Q. How did you approach playing Blair differently in The Queen?
A. The first one we did concentrated on him when he was a much younger man, when he first got into politics, when he first joined the Labour Party, up until the point where he becomes leader of the Labour Party. So there were certain things about him that I couldn't really bring into that performance, because he was a much younger man than what we're used to in Britain. So with "The Queen," because it picks up the story four years after "The Deal" finished ... he's got more depth to him and more weight to him. When we pick up and meet him, he's not as bright eyed and bushy-tailed as he was in "The Deal." He's much more wary of things and a bit more internal.
Q. At the beginning of "The Queen," he still seems in awe of his new job - and going to meet the queen.
A. He's the most popular man in Britain at that point - he's just won this huge majority victory. And yet going in to meet this woman reduces him to a schoolboy in front of his head mistress.
Q. Have you ever met Blair?
A. I met his daughter, Kathryn Blair. I went back to my old drama school and was talking to some of the students there, and one of the students is friendly with Kathryn and we agreed to meet up with her that evening. She came over and said, "hello" and I just completely bombarded her with questions about her father. Then after embarrassing her in front of her friends for about an hour, I just let her go.
Q. When you think back to the time surrounding Diana's death, what do you remember?

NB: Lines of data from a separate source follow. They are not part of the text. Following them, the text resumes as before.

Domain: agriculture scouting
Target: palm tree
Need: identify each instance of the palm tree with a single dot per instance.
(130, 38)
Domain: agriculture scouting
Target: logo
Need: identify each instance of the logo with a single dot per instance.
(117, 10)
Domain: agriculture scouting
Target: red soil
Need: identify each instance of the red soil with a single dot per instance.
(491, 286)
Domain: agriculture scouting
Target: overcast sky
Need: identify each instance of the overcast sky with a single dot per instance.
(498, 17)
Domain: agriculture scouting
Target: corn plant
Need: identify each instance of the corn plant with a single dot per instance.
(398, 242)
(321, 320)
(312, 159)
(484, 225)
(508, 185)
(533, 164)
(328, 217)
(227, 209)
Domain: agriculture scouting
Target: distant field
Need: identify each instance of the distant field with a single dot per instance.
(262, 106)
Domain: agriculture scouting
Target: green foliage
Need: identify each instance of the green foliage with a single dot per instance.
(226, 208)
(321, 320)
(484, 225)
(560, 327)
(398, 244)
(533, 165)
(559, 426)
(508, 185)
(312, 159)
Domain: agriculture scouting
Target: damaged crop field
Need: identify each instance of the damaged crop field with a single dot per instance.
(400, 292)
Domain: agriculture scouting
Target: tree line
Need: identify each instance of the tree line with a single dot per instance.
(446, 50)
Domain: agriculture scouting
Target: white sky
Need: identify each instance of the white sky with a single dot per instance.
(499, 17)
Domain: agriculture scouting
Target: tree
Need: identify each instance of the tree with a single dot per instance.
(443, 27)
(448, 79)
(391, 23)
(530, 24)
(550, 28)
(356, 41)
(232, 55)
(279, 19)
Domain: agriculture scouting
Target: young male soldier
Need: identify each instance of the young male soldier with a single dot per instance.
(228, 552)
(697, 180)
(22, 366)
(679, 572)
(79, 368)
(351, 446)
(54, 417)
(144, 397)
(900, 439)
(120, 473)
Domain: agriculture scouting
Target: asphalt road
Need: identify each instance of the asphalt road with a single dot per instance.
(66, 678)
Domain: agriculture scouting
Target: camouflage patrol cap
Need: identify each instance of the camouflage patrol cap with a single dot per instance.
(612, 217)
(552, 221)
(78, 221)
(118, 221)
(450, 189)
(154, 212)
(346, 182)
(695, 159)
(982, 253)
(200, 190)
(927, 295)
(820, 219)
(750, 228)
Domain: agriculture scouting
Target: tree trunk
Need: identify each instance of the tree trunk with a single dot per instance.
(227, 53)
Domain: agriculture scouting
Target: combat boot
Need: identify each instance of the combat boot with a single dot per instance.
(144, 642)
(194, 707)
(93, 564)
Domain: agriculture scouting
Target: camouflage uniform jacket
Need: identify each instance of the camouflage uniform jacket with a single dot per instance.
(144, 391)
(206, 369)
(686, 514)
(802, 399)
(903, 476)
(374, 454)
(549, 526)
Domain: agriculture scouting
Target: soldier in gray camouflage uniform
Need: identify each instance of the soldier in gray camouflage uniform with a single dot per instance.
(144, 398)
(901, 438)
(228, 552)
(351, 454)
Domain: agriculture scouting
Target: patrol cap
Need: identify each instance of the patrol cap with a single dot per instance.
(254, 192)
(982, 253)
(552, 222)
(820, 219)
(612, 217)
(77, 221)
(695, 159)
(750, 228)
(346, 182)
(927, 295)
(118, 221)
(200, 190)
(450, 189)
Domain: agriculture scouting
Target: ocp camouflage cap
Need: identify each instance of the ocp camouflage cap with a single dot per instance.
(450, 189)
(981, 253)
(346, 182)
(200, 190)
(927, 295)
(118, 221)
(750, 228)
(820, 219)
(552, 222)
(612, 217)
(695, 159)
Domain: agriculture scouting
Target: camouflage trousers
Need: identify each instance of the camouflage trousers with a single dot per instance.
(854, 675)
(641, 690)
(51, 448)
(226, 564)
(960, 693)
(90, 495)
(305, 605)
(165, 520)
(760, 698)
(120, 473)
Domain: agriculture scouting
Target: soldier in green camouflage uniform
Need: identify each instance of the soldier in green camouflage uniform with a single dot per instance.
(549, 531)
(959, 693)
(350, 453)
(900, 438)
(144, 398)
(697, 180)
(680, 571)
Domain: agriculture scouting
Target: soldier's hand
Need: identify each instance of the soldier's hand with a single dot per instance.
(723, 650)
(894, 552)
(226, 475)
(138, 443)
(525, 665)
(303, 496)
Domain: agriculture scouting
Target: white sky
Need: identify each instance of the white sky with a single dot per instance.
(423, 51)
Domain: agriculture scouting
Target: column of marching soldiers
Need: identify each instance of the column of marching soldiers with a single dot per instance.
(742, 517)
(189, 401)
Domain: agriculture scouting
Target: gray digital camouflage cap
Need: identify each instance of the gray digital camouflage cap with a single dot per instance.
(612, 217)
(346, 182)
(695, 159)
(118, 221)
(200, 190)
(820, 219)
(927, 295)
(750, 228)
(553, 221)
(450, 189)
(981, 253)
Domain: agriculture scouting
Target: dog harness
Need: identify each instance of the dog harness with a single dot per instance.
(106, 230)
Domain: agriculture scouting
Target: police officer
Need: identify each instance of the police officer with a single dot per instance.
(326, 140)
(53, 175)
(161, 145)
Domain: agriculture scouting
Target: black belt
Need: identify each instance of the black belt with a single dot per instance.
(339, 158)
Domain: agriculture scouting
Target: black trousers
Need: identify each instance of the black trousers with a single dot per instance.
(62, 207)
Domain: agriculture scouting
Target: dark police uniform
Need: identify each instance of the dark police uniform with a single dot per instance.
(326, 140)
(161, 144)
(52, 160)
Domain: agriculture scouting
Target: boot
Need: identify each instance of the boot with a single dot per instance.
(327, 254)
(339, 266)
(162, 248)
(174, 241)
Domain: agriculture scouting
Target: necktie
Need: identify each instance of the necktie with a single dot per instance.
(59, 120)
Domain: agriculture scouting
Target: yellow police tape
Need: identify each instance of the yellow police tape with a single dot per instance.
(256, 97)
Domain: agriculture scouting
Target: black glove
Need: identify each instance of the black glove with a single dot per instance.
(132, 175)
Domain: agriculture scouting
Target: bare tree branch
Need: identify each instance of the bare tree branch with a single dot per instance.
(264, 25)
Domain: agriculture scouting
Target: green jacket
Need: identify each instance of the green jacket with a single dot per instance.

A. Millions of people descending on London, and the flowers being left outside Buckingham Palace. For a woman that, on the whole, these people who are grieving had never met. She came to symbolize a shift in British culture, which is one of the things the film is about.
On the one hand, you have the royal family, who represent older British characteristics like tradition and duty and a very particular way of doing things. A code of behavior. And then on the other hand you have Blair's new Labour government, which is more about being in touch with people, finding out what they want, taking polls, sort of a more touchy-feely, informal kind of atmosphere. In the middle, you had Diana, who built a bridge between those two worlds. And when she gets taken out of the equation, these two worlds completely collide into each other, and that's what the film's about. It's that moment when we realized in Britain that a huge shift in our culture had happened, and Diana's death was the thing that crystallized that.